Placing a candidate shouldn't be the end of the relationshipPosted 11 months ago by Nick Boulton

Building relationships with potential candidates is important, but what about after you found them a job? Client Server Director Nick Boulton explains the benefits of staying in touch with candidates that have already been placed.

Would you fancy having a continuous flow of live jobs and new clients while never doing a cold call again? Well, the key is to stay in touch with your placed candidates.

It baffles me how some consultants will not maintain an open communication channel with candidates they have placed. You have helped these people by finding them a better job, an increase in pay, and an improved work-life balance—why would you not want to stay in contact?

On average, a good consultant, without resources, should place 16–24 candidates a year. Assuming you stay in recruitment for 3–5 years, you should have about 80 placed candidates (20 candidates a year x 4 years). Also, most candidates tend to change roles every two years, so if you did a great job of building that relationship with them, you have an opportunity to double your placements to 160!

The responsibility to build a relationship with their candidates is on the consultant. Without a strong relationship, it turns into a vicious cycle of mistrust. This cycle leads to uncommitted candidates and unsatisfied clients still with a role to fill.

Recruitment tends to get treated as a transaction. The consultants place their candidate, collect the commission cheque, and move on. This mindset leads consultants to forget they are dealing with people's lives.

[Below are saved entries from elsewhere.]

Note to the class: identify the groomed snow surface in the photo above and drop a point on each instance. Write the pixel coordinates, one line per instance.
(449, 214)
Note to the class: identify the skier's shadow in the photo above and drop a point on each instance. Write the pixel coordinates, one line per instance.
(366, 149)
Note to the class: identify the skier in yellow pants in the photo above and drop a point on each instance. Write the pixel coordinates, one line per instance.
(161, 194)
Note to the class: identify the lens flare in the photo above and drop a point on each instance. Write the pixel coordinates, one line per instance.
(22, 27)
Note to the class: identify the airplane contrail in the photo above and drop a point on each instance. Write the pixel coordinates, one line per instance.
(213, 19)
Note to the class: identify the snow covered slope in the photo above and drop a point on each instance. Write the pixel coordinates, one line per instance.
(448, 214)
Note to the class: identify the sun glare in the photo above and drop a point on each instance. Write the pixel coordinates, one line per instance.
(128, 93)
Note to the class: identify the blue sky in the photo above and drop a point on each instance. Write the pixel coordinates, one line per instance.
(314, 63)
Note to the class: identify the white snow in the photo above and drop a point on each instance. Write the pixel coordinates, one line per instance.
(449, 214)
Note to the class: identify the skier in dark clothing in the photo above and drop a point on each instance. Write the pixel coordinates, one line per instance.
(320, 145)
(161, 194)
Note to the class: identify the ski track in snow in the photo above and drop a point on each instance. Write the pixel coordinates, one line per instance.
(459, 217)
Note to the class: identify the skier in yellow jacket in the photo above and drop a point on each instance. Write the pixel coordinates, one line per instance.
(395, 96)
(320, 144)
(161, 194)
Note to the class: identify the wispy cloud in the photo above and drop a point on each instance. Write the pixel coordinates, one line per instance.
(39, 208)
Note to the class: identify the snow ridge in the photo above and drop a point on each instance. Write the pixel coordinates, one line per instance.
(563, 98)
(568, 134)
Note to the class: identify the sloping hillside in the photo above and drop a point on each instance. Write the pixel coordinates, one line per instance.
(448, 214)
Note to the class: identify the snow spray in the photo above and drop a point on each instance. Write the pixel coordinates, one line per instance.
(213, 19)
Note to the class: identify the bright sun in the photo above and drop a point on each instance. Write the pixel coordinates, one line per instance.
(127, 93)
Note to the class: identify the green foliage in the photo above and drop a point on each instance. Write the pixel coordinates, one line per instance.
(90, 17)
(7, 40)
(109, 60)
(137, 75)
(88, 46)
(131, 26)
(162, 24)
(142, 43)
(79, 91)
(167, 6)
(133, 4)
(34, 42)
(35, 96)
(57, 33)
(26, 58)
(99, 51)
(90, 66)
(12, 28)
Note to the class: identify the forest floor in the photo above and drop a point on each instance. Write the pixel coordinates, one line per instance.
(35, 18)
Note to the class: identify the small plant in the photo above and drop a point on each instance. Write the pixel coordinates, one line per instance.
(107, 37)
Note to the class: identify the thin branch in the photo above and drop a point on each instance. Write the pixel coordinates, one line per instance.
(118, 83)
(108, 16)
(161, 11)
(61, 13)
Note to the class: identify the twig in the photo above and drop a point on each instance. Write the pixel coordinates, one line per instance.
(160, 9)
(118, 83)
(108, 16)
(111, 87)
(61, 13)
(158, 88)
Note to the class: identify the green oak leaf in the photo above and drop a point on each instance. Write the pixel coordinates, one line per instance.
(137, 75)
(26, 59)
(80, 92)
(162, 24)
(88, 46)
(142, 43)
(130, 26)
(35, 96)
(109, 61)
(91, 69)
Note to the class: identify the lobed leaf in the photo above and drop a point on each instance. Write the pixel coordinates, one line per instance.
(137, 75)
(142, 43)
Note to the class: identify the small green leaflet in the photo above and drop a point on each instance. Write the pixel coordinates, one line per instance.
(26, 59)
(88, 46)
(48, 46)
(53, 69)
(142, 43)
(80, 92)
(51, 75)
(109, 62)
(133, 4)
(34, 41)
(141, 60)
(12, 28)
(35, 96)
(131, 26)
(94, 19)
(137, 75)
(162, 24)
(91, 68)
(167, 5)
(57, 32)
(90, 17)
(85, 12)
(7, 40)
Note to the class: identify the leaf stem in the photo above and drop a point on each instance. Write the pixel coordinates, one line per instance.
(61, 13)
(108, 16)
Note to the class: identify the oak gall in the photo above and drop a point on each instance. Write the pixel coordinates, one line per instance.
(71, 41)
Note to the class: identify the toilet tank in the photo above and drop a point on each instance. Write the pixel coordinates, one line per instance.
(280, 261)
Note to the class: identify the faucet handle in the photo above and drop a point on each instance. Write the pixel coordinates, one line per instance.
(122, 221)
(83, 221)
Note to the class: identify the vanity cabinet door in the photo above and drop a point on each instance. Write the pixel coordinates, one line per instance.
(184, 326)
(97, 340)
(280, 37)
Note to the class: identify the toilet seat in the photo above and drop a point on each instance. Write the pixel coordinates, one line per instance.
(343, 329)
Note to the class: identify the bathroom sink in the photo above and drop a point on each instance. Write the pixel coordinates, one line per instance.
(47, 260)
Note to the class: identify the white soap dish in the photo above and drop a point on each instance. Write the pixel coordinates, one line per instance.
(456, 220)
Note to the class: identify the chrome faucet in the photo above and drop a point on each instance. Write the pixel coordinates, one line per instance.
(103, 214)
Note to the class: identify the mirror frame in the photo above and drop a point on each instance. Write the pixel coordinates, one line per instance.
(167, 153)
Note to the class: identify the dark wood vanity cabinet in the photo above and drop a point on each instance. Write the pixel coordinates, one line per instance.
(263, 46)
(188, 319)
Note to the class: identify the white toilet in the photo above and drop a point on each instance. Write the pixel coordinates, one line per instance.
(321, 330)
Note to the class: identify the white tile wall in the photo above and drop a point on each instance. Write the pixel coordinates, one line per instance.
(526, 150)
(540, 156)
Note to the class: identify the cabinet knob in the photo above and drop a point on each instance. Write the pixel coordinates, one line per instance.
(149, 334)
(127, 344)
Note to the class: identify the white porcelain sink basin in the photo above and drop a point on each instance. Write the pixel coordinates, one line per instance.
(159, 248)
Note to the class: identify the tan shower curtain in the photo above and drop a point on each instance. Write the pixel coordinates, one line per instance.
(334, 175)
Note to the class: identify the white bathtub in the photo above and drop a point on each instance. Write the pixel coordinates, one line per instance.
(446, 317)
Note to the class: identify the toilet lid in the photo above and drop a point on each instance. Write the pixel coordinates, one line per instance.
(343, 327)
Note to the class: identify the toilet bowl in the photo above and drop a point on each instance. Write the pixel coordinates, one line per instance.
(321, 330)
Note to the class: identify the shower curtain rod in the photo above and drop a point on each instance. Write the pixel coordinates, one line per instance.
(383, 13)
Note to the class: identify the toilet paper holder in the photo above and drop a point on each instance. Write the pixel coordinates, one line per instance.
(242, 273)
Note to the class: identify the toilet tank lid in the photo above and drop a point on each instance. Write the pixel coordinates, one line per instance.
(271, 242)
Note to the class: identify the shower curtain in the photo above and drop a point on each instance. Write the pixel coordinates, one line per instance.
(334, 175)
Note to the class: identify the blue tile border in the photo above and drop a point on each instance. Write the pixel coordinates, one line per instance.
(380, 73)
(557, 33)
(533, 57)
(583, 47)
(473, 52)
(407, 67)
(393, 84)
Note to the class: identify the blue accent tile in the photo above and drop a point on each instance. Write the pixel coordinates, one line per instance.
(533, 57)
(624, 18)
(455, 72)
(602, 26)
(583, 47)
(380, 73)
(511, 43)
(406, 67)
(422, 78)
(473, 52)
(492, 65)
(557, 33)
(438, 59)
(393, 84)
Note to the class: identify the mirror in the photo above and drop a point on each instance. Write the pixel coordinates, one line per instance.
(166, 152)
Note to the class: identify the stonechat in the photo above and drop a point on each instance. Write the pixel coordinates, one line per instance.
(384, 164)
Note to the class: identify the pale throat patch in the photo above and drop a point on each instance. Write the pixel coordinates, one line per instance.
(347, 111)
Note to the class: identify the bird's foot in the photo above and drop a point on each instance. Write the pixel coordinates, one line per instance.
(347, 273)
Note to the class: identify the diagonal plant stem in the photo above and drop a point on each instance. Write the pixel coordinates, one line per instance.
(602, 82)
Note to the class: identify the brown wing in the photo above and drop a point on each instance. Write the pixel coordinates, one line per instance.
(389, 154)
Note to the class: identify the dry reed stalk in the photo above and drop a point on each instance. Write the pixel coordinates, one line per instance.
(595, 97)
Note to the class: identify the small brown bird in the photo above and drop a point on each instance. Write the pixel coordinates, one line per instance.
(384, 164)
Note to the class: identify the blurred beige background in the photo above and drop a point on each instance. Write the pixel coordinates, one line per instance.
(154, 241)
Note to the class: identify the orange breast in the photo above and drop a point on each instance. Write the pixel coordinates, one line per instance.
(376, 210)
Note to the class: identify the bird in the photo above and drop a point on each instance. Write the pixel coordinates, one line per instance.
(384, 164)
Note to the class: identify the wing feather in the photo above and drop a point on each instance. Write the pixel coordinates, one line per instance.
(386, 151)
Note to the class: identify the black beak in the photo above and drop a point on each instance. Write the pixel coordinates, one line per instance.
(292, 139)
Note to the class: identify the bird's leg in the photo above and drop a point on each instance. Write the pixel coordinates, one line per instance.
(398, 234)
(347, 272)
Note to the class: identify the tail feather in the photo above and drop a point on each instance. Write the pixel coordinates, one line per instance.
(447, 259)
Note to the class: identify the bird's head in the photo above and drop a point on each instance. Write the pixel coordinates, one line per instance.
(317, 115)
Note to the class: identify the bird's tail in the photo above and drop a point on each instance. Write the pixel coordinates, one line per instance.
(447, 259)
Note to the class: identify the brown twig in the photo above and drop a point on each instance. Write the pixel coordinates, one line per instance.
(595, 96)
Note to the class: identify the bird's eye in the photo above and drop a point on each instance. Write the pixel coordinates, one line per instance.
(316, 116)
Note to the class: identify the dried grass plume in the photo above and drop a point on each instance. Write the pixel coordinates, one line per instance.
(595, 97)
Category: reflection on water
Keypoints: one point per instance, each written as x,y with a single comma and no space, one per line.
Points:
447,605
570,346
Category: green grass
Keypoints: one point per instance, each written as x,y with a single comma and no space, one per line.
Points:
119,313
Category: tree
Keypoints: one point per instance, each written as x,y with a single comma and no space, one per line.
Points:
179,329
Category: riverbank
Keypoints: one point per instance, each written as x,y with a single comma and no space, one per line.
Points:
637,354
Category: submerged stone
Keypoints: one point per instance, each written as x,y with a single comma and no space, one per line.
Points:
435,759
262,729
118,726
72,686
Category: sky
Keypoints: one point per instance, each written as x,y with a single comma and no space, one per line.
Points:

A reason these relationships fall apart is that people don’t do what they say they will. If you say you will call back in 20 minutes, do it. If the job is not suitable for the candidate, tell them.

For candidates, if you say you will complete a technical test by tomorrow, do it. If you cannot take the test, tell them why. Just be honest with your consultant, and say you have found another job or are not interested.

For consultants, you need to respect what the candidate wants. If they are not interested, then respect their wishes. There could be two reasons why they don't want the opportunity:

1. They are not interested in the role.
2. You didn't do a good enough job selling the role.

Either way, learn from the experience and improve.

Unfortunately, the industry is filled with unmotivated recruiters just in it for a quick buck, unaware of what it means to be good at the job. But, if you look at the most successful recruitment consultants, they have candidates and clients eating out the palm of their hands. How? Because they learned the importance of keeping relationships with their placed candidates.